The Northern Express Herald

Peter Griffin: Agents of illusion? AI agents promise a smarter state but NZ is nowhere near ready to run one

Peter Griffin: Governments are not startups. They cannot simply ‘move fast and break things’ without breaking trust, services and themselves. . Photo / Getty Images

If last year’s artificial intelligence story was about chatbots, this year’s is about agents, and Google just fired the loudest starting gun yet.

At its May 2026 Google I/O conference in California, the company unveiled Gemini Spark, a so-called AI agent designed not just to respond to prompts but to act. It can plan, execute multi-step tasks, juggle different applications and operate with a level of autonomy that moves AI from assistant to operator. In Google’s framing, it’s less like search and more like staff, working away for you 24/7 even when you turn off your computer.

This is a significant shift that Google rivals OpenAI and Anthropic are also pursuing. We’re watching AI evolve from something that answers questions to something that gets things done. In demos, the systems booked travel, summarised documents, generated code and stitched together workflows across apps without constant human nudging. The promise is fewer clicks, fewer people, more output.

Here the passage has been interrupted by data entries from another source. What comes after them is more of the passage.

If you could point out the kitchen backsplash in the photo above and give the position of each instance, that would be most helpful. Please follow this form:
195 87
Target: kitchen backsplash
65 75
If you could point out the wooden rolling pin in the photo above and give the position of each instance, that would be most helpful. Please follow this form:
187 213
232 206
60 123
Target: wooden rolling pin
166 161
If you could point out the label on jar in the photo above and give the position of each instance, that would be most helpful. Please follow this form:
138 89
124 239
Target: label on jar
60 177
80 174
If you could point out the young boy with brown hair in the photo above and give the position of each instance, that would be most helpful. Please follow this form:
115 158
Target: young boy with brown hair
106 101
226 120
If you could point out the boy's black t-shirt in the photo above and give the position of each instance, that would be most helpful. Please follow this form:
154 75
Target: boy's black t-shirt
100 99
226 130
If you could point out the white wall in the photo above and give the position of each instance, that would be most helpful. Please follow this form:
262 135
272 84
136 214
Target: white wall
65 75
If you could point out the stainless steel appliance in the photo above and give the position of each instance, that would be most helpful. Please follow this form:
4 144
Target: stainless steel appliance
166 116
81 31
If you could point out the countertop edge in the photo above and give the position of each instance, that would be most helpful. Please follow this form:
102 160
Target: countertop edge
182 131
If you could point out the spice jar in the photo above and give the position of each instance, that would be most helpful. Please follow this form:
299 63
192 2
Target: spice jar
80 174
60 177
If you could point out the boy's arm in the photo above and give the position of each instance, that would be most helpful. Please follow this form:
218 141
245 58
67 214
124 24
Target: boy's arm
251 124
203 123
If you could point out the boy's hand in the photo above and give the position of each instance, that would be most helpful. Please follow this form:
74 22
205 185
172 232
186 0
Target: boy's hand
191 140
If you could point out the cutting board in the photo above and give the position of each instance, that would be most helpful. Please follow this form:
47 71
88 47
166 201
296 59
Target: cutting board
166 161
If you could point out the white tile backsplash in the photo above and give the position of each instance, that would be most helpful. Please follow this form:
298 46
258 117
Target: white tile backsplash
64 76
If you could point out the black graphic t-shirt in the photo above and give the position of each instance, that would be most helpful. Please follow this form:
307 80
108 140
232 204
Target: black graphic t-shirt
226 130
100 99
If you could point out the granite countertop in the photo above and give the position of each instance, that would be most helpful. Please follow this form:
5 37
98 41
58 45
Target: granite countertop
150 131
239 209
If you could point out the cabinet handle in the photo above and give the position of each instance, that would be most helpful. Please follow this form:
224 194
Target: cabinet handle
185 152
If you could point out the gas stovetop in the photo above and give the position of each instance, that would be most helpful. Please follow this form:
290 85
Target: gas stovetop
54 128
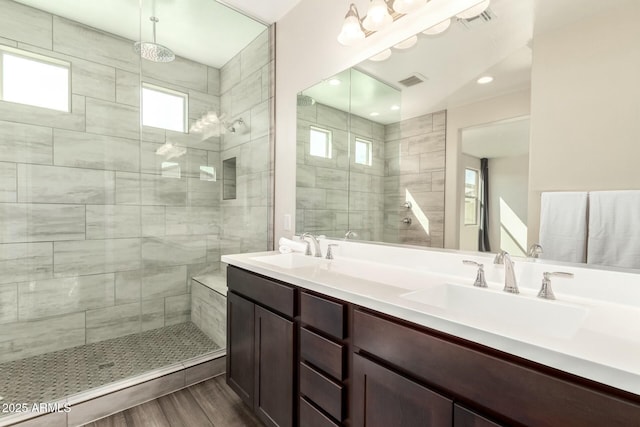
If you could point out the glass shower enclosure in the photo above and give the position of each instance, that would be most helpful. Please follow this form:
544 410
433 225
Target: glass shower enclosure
115 206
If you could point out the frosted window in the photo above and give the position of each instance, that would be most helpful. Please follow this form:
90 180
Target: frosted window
164 108
34 81
320 142
363 152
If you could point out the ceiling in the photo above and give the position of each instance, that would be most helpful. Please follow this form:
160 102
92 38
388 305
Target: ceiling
267 11
507 138
205 31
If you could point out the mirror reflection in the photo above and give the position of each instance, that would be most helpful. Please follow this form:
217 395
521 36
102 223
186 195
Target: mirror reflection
524 92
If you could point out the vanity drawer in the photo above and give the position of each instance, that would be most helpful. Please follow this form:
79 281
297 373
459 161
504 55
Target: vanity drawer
274 295
311 417
322 353
321 390
323 314
493 383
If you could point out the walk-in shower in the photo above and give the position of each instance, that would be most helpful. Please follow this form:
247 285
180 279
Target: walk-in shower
112 215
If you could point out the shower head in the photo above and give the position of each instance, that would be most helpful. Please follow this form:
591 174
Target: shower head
152 51
305 101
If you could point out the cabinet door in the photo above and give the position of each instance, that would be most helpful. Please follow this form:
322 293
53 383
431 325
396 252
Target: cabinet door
274 368
463 417
240 347
382 398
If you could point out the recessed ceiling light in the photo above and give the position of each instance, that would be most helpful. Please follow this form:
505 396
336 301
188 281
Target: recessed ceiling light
385 54
484 80
406 44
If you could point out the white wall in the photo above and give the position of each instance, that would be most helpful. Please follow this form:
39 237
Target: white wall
306 52
468 233
585 107
516 104
508 185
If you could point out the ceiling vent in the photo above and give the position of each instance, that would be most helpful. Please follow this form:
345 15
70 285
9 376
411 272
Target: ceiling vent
481 20
412 80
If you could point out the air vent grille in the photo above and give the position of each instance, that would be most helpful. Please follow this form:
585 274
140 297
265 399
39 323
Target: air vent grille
412 80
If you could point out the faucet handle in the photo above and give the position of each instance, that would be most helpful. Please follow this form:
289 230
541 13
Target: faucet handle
545 291
330 251
480 280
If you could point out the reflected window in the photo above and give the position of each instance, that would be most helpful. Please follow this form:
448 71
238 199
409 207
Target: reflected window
164 108
363 152
35 80
471 196
320 142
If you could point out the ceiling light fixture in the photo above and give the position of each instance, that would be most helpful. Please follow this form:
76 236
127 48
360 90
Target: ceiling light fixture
474 10
484 80
407 6
438 28
351 29
406 44
385 54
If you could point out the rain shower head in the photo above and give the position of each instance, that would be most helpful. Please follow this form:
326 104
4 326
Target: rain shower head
152 51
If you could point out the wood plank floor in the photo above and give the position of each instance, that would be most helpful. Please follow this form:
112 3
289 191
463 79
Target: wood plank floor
208 404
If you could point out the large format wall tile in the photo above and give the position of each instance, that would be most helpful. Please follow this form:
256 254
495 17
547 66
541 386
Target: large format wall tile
8 176
87 78
93 151
109 118
96 256
23 222
25 339
161 282
28 114
85 42
15 17
51 184
113 322
112 221
44 298
174 250
8 303
25 261
22 143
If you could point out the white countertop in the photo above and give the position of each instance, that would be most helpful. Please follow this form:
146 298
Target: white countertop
605 348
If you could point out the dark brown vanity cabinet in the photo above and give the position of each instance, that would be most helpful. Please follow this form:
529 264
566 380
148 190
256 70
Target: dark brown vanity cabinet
323 355
260 345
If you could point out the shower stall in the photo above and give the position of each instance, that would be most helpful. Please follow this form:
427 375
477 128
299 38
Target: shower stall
135 150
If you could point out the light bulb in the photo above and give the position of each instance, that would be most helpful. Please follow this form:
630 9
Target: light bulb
407 6
474 11
377 16
385 54
351 29
438 28
406 44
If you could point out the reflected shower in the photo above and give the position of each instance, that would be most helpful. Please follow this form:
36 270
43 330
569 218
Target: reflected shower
152 51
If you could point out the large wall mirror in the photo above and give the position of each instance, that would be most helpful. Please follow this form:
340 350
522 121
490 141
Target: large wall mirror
410 127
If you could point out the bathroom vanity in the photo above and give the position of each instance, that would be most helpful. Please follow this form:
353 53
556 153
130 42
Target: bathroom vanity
312 344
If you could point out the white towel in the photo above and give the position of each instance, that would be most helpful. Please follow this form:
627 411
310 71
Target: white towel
614 228
563 226
288 245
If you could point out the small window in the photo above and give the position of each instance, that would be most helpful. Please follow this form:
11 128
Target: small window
363 152
164 108
470 197
35 80
320 142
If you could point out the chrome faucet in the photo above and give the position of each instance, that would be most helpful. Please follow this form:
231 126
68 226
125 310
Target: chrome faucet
510 282
317 251
534 250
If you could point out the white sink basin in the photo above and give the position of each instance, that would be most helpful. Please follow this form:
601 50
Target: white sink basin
292 260
503 312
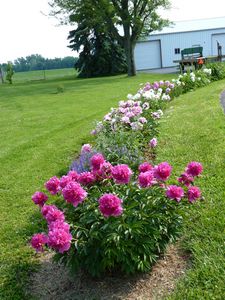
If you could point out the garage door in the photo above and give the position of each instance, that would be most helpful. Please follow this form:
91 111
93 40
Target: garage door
221 39
148 55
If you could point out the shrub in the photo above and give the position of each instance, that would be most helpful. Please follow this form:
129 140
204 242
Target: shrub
120 221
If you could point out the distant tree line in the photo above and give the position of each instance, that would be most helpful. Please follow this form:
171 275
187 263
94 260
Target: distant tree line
38 62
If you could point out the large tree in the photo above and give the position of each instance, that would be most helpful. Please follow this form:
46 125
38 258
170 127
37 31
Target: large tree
99 52
127 20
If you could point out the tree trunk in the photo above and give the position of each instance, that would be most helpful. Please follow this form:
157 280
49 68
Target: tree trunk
129 50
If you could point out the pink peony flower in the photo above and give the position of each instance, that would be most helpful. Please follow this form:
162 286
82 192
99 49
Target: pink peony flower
193 193
194 168
52 185
145 167
185 179
59 239
105 172
146 179
64 180
74 193
39 198
86 178
142 120
58 224
38 241
153 143
175 192
86 148
96 161
73 175
51 213
110 205
162 171
121 174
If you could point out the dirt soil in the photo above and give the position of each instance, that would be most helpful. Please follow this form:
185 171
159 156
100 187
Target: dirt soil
52 281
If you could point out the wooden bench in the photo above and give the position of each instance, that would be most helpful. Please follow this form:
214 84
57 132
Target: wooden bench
191 57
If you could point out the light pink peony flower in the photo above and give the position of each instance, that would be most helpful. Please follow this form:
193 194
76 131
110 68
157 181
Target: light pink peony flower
193 193
185 179
194 168
74 175
86 148
146 179
52 185
175 192
59 239
51 213
39 198
110 205
121 174
74 193
153 143
162 171
145 167
96 161
86 178
38 241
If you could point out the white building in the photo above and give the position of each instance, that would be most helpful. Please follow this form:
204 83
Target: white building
161 48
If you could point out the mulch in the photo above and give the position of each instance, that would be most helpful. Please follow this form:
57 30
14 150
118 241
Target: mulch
53 281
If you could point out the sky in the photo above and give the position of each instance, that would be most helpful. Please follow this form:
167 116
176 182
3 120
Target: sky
26 28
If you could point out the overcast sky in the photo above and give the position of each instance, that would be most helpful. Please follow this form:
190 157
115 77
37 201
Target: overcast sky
25 30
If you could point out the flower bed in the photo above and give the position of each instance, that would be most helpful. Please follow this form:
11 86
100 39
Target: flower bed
116 209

And it’s this promise that has caught the attention of New Zealand’s political class. The government’s plan to cut 8700 public sector roles has been justified, in part, by the idea that AI can pick up the slack, automating routine work, streamlining services and reducing the need for human bureaucrats.

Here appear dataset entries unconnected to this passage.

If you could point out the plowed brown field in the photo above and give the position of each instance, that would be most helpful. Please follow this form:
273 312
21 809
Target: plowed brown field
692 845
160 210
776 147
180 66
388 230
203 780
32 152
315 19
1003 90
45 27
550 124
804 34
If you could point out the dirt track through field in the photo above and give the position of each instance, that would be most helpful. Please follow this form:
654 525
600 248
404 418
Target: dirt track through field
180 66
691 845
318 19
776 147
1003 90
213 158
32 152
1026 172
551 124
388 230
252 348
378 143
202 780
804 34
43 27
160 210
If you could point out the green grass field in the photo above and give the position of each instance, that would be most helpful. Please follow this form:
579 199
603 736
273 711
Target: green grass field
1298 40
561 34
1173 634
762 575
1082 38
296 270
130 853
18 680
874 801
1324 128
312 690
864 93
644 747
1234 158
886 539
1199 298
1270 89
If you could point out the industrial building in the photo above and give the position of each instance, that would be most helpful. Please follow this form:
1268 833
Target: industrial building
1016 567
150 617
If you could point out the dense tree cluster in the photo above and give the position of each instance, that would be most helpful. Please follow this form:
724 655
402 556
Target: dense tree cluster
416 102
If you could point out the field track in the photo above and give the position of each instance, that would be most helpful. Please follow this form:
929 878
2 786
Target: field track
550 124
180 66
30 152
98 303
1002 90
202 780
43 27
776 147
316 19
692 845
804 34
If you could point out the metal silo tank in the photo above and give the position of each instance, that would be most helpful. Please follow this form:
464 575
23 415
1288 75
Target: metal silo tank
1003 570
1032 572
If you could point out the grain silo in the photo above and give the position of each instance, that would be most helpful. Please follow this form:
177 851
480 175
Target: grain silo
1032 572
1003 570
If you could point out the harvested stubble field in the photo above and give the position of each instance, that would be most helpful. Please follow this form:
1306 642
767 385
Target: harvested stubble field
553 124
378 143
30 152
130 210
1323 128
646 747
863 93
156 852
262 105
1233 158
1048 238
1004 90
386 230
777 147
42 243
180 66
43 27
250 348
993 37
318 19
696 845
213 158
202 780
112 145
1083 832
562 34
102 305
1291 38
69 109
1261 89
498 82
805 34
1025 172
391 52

It sounds neat. It also badly misreads where this technology is, and where New Zealand is starting from. Deploying AI agents at scale inside the government isn’t like installing Microsoft Office. It requires clean, well-structured data, modern interoperable systems, robust governance frameworks and a workforce that understands how to design, supervise and audit AI-driven processes.

New Zealand’s public sector has none of those things in abundance. What it does have is decades-old legacy infrastructure, fragmented databases, siloed agencies, and procurement processes that struggle to deliver even basic digital transformation on time and on budget.

Imagine dropping autonomous AI agents into that environment and expecting them to function reliably. The result wouldn’t be a sleek, automated state. It would be a mess, one where errors propagate faster, accountability becomes murkier and already strained services risk further degradation.

AI agents are only as good as the systems they sit on. In New Zealand’s case, that foundation is shaky. There’s also a deeper misunderstanding at play about what these tools do.

Yes, they can automate certain tasks: drafting documents, summarising information and handling predictable workflows. But much of the work done by public servants involves judgment, context, negotiation and accountability. It involves navigating ambiguity, not just executing instructions. Those are precisely the areas where AI still struggles.

We’ve seen this movie before. Grand technological promises used to justify sweeping structural change, only for reality to intrude later. Elon Musk’s much-hyped Department of Government Efficiency (DOGE) in the US, built on similar assumptions about automation and radical streamlining, has run into the hard limits of institutional complexity. Governments are not startups. They cannot simply “move fast and break things” without breaking trust, services and, ultimately, themselves. New Zealand risks importing that same mindset without learning the lessons.